A Simple Trick to Deepen Your Seat

We all want a deep, adhesive seat that keeps us comfortably in the saddle and allows us to communicate effectively with our horses. Here’s a couple of steps you can practice that will help you find that deep seat feeling.  With practice, the muscle you use to get this position will get stronger and you will build muscle memory, and you’ll ride “glued to the saddle” all the time without having to think about it!

To start, at a halt or walk, lift your toes.  This will help put your heel down, but will use a different muscle group to do it than pushing down against your stirrup to get your heel down does (try both ways to compare!). By lifting your toes, you’ll feel your calf muscle flex, this is important both for the stability of your lower leg and for aiding your horse.

Now push your hip a little more forward in a way that it pushes your thigh bone forward and down, making it more vertical (or so that it pushes your knee down and back is another way to think about it). I call this “lengthen your thigh” but it actually comes from your core/hips. Again, you shouldn’t actually be moving noticeably in the saddle (unless you slid too far back to begin with), it’s more about engaging the right muscles in your core and opening your hip so that your seat bones can be neutral under you and stacked over your lower leg.




Now hold your flexed calf muscle against your horse and lift it just the tiniest bit (less than a quarter of an inch, it’s more of a feeling or muscle use than an actual movement), like you were going to try to bunch your saddle flap up under your leg without squeezing your horse. Or another way to think about it, if you had no girth on your saddle and you were lifted up towards the ceiling, could you bring the saddle with you?

rem walk med

If you’ve done it correctly, you should feel your core muscles engaged and your seat more in the saddle, compared to when you pushed down on your stirrups (which pushed your seat out of the saddle).  Now walk around practicing holding these muscles while at the same time letting your seat follow the motion of the horse’s walk. Your toes should be very light on your stirrups (but still touching them), and you should feel “attached” to the saddle, vs precariously perched on top of it. Be sure you are using only the necessary muscles and not squeezing your whole body in your effort to hold your leg – squeezing everything will stop your seat from moving with your horse, and often stop your horse as well (now you know how to stop your horse with just your seat though!). If that’s happening, you’re using too much muscle tension. Play with isolating which muscles you need and releasing anything else you feel yourself squeezing. Figuring which muscles hold the position and how to relax your seat and lower back at the same time is important to figure out now at the walk so that it’s easier to get at the trot and canter.

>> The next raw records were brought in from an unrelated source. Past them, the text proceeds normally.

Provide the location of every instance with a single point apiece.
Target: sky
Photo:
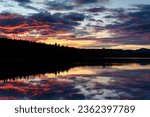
(116, 24)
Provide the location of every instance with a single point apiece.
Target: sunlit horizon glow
(90, 24)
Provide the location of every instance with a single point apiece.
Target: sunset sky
(123, 24)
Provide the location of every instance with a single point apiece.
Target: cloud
(89, 1)
(58, 6)
(131, 26)
(97, 9)
(39, 24)
(23, 1)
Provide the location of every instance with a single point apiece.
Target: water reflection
(124, 81)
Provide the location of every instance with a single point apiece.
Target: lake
(117, 81)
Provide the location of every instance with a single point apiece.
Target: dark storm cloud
(23, 1)
(43, 22)
(133, 24)
(97, 9)
(58, 6)
(89, 1)
(75, 17)
(8, 19)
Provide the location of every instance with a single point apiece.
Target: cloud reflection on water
(130, 81)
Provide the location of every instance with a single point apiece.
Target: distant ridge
(20, 50)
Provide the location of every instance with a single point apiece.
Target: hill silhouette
(31, 51)
(20, 58)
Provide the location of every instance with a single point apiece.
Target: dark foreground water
(125, 81)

Once you can hold that in the walk, the canter is usually the next easiest gait to try it in. Getting this position adjustment working in the canter will usually fix the bouncing seat and swinging legs we see so often, which come from the rider pushing against the stirrups rather than relaxing into them. So repeat the above… Lift the toes, lengthen the thigh, lift the calf to bunch the saddle flap, follow the motion of the horse. Repeat, repeat, repeat.

The same thing works in the trot, both sitting and posting. The challenge here is that many people don’t follow the motion of the trot well to begin with, so releasing the push against the stirrups is hard. But if you can sit the trot without stirrups and find it harder with, this will fix that! Doing this at the posting trot is challenging for many riders because they post by standing in the stirrups, which is what makes their leg appear to move a lot as they post, and also causes their seat to lose influence on the horse. Practice without stirrups to build the strength to do this effectively while posting.  Another way to build the strength is to post with the stirrups, but concentrate on lifting your toes off the stirrup and setting them down again, until you can control how much pressure (weight) you are putting on the stirrup. A third way to practice this would be to drop the stirrups and pick them up again while posting, or practice moving the stirrup around under your foot while posting.

If you catch yourself drawing your legs too far up as you do this (especially common in the sitting trot), you’ve forgotten step 2….push your hip forward to lengthen your thigh, this will keep your leg down under you!

4 Comments

  • linda hastings

    Love this article ,will practise this and hope I’m doing it correctly . Could you do an article on the rising trot,I struggle with getting on the correct diagonal, the riding instructor i have doesn’t really bother about position or if im doing things correct.

    • dressagefundamentals

      Hi Linda,
      Thanks for the comment, and I hope this helps you, if you have any trouble let me know! I’d be happy to do an article on posting the trot, anything in particular that you’d like clarified? Is your struggle with diagonals more understanding what you’re supposed to be doing, or is it more seeing/feeling which one you are on?